Covid-19

Why People Are Turning To A Legendary Japanese Bird In Hopes Of Ending The Pandemic

Recent news reveals that a two-headed bird depicted in an ancient Japanese diary has caught the attention of people that want the COVID-19 pandemic to end, resulting in the image going viral online.

People Turn To Legendary Japanese Bird In Hopes Of Ending Coronavirus Pandemic

Recently, a mysterious two-headed bird depicted in a Japanese diary dating back to about a century ago has become viral online, even resulting in merchandise such as t-shirts and crackers. The reason? People are turning to it in hopes of ending the COVID-19 pandemic.

Called “yogen no tori,” the bird is introduced by the Yamanashi Prefectural Museum to the public back in April and is said to have prophesied a cholera outbreak that ravaged Japan sometime back in the late 19th century. However, it’s also said to offer protection to those that prayed to it. As such, people have started believing in its supposed powers.

Showed to have two heads (one black and the other white), the bird is drawn in a journal owned by an official named Kizaemon back in 1858, in an ancient village that is now known as the city of Yamanashi, located in eastern Japan. Around the same time as the drawing, a cholera outbreak broke out in Nagasaki, killing many people in the span of two months and leading Kizaemon to write “it is truly god’s power and a strange prophecy.”

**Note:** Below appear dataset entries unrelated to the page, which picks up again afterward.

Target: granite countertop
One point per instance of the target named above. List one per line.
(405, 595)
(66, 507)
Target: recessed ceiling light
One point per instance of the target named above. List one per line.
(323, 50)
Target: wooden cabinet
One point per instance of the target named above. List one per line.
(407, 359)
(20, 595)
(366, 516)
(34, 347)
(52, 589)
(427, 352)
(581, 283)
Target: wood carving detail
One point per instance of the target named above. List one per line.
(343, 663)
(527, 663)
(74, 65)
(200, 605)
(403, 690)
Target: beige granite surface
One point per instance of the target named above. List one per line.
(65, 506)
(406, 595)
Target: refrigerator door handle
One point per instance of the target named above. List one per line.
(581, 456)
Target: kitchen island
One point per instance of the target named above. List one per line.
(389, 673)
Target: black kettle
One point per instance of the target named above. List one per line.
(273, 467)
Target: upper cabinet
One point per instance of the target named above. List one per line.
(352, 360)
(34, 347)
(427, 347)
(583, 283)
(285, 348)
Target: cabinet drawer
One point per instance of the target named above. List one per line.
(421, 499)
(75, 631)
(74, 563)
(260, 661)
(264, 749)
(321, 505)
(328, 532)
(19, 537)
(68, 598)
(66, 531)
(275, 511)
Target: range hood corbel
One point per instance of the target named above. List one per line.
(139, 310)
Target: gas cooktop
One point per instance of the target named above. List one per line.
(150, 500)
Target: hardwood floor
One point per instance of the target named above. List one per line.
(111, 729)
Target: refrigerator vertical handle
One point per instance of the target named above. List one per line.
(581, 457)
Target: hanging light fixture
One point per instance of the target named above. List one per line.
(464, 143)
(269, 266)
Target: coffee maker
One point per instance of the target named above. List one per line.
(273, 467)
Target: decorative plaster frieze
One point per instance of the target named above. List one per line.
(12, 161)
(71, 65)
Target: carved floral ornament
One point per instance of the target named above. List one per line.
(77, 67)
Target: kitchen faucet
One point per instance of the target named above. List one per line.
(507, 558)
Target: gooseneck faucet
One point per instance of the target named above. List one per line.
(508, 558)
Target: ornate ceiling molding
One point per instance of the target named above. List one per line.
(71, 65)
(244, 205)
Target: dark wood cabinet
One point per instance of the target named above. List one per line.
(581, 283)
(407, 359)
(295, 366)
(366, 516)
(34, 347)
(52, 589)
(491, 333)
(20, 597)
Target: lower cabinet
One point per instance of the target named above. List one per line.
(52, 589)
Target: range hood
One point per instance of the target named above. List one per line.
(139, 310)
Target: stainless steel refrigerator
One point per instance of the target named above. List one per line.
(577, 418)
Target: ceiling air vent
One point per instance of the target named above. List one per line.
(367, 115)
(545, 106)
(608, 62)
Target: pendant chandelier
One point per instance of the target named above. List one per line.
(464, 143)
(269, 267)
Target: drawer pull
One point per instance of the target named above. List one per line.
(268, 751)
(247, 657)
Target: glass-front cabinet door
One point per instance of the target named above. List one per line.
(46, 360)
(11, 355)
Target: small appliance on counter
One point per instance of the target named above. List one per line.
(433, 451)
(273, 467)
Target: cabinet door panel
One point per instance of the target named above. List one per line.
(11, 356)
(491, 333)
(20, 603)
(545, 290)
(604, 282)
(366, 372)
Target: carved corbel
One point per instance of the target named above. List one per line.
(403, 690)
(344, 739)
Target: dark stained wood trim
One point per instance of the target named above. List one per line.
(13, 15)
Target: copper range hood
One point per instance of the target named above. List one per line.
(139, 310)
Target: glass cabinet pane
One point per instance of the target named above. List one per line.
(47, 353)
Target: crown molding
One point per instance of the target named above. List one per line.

A 40-year-old curator then took a photo of the journal entry and tweeted it online back in April, when the museum was closed as part of the measures to help prevent COVID-19. From there, the photo managed to gather an audience, which then led to the museum deciding that the image can be used for commercial purposes.

As a result, the Sashidenoiso Daitakesan shrine in the city of Yamanashi said it had even provided its worshippers with 700 to 800 pieces of washi paper and "shuin" seal stamp that features the same bird. Other businesses, such as the Sanshu Seika Co.'s factory, have also even started selling Japanese crackers that have the bird’s image.

The bird’s popularity is evidence of Japanese culture and beliefs being well-preserved in the country.